Systems Reliability Engineer - Americas
Posted Sep 27
Headquarters: London, UK
At Canonical it is our mission to make open source software available to people everywhere. We believe the best way to fuel innovation is to give the innovators the technology they need. As a Systems Reliability Engineer (SRE) for the Information Services (IS) team you'll play a key role in driving this mission and helping to define the future of free software.
SREs work closely with development teams to build and maintain the extraordinary infrastructure required to run all of Canonical and Ubuntu’s systems and services. The scope of our responsibility combined with the overall size of our environment means that our SREs face new challenges every day. From developing automated processes for faster, more reliable deployments to building large and scalable cloud environments, every day at Canonical is an opportunity to learn something new and collaborate with some of the most talented technical minds in the industry.
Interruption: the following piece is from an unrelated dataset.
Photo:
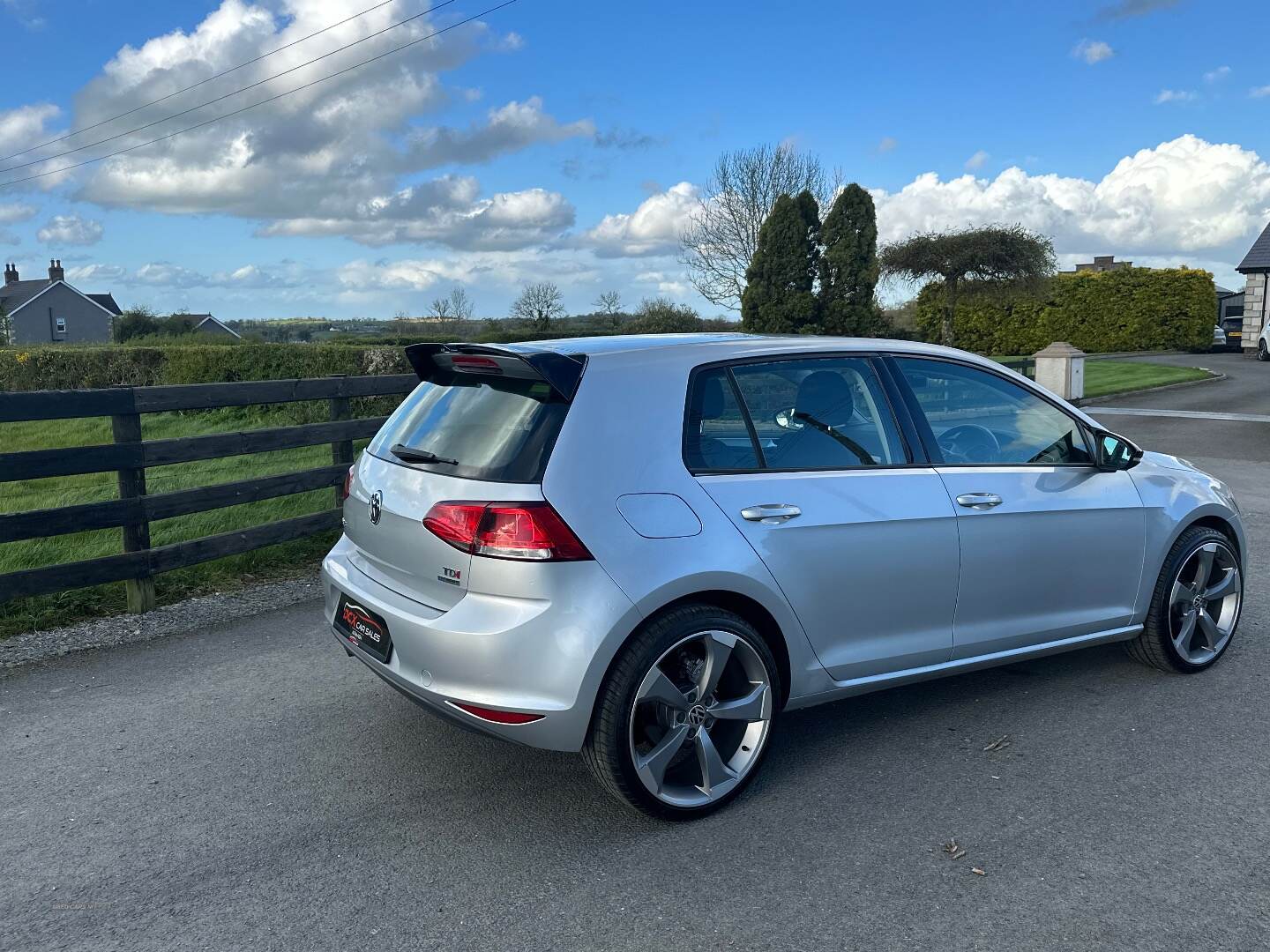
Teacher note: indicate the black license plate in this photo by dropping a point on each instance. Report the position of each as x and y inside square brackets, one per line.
[363, 628]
IS supports and maintains all of Canonical’s production services and IS team members use real-life operational experiences to contribute to product improvements. As an SRE you’ll be in a unique position that will allow you to provide critical feedback to developers by writing code, submitting bugs, and working with others within the company to ensure that Canonical products are as good as they can be. You will also be able to develop and submit fixes and enhancements directly.
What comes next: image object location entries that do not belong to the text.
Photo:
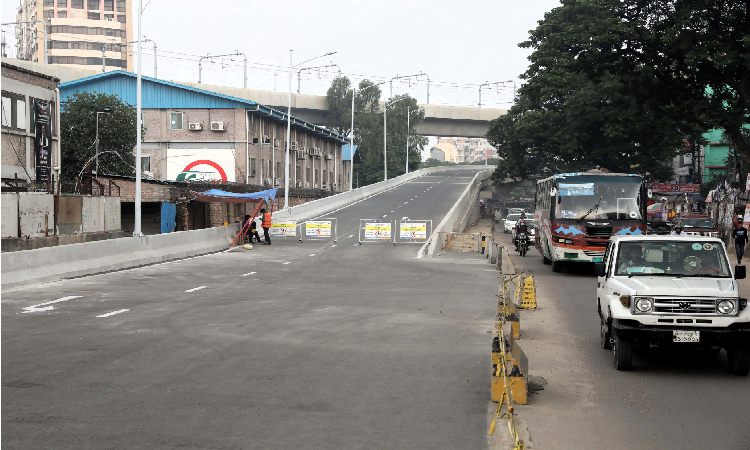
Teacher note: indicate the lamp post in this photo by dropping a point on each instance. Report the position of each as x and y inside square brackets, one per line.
[408, 116]
[105, 110]
[289, 122]
[385, 135]
[351, 136]
[138, 102]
Key Responsibilities & Accountabilities
SREs rotate through three roles:
- Maintaining all core services, networks, and infrastructure (including public and private clouds). The ability to work under pressure and demonstrate sound problem solving skills in a fast-paced and complex environment are key here.
- Working directly with a variety of development teams within Canonical in a devops role to test, deploy, monitor and maintain services running on our production clouds. This will require an overlap of development and administration skills, as you help write and review code you will then use to deploy and maintain services using Canonical's cloud products.
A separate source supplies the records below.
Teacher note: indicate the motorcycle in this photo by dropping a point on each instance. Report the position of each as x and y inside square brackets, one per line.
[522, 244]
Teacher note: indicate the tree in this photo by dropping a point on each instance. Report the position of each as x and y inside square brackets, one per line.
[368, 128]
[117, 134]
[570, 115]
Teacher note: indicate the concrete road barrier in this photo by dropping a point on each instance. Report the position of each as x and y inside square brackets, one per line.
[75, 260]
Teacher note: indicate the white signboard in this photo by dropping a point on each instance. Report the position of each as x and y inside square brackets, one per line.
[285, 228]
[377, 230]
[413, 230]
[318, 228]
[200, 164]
- Larger project work, currently focused on large scale cloud deployments and overall process improvements. This role gives SREs the ability to utilize development and architecting skills in a focused manner that is unique to Canonical.
Required Skills & Experience
- You have prior experience working in a large highly available environment
- You are willing to be flexible and adaptable with the ability to learn new things quickly.
- You have strong development skills (Python, Go, Ruby, etc.) with experience writing code.
- You are heavily focused on automation preferably with experience in building and maintaining self-service tools.
- You have authoritative understanding and experience with the administration of infrastructure services such as DNS, DHCP, SSH, Apache/Nginx, HAProxy, Squid/Varnish, PostgreSQL/MySQL etc.
- You have practical knowledge of IP networking and routing
- You have a strong security focus including knowledge of network, operating system and application level practices
- You have familiarity with software development and code review practices, including use of DVCS (e.g. git or bzr)
- You have experience deploying, administering and maintaining services in a cloud computing environment
- You are able to communicate clearly in English, especially using email and IRC
- You have a college degree in a relevant technical field or equivalent experience.
- You are are self-driven and able to troubleshoot, ask others when appropriate and find answers
- You are motivated, organised, and willing and able to work well remotely within a distributed team
- You are able to participate in our weekend on call rotation approximately 1 weekend every 12 weeks
Desired Skills & Experience
- You have prior experience administering OpenStack
- You have familiarity with Juju and MAAS
- You have familiarity with Ubuntu or Debian
- You have prior experience with configuration management tools
(Puppet, Chef, CFEngine, etc.)
- You have prior experience maintaining and configuring routers and firewalls (Cisco, iptables)
Canonical is an equal opportunity employer.